In this situation I'm seeing a high occupation of small OSDs (500 MB) with respect to bigger ones (2 and 4 TB) even if the weight is set equal to disk capacity (see below for ceph osd tree). For example OSD 9 is at 62% occupancy even with weight 0.5 and reweight 0.75, while the highest occupancy for 2 TB OSDs is 41% (OSD 18) and 4 TB OSDs is 23% (OSD 79).

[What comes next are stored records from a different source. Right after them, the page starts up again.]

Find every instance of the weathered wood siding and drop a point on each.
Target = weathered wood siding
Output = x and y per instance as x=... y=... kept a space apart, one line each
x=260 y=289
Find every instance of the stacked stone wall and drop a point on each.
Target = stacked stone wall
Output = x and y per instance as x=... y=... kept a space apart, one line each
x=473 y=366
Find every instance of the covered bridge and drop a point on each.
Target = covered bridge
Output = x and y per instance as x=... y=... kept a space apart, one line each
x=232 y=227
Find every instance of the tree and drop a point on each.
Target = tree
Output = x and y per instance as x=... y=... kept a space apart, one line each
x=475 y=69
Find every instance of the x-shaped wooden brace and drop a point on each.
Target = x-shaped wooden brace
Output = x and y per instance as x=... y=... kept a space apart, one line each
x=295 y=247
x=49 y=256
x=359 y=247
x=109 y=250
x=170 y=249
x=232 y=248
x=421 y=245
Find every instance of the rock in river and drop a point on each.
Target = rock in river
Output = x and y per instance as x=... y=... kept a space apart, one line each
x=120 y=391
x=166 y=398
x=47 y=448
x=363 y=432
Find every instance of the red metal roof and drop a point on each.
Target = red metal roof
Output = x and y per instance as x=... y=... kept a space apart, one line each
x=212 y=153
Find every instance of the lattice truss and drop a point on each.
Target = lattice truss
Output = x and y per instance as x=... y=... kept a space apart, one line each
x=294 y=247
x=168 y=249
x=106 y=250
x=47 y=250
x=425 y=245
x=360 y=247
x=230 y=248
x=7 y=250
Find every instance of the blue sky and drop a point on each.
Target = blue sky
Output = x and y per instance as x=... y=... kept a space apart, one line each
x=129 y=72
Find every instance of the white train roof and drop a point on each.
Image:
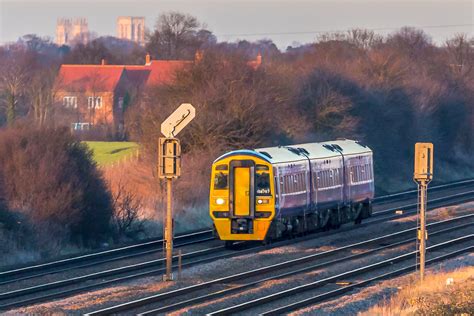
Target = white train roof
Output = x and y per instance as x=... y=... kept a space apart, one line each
x=294 y=153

I guess this high occupancy for 500 MB OSDs combined with erasure code size and host failure domain might be the cause of the poor available space, could this be true? The upmap balancer is currently running but I don't know if and how much it could improve the situation.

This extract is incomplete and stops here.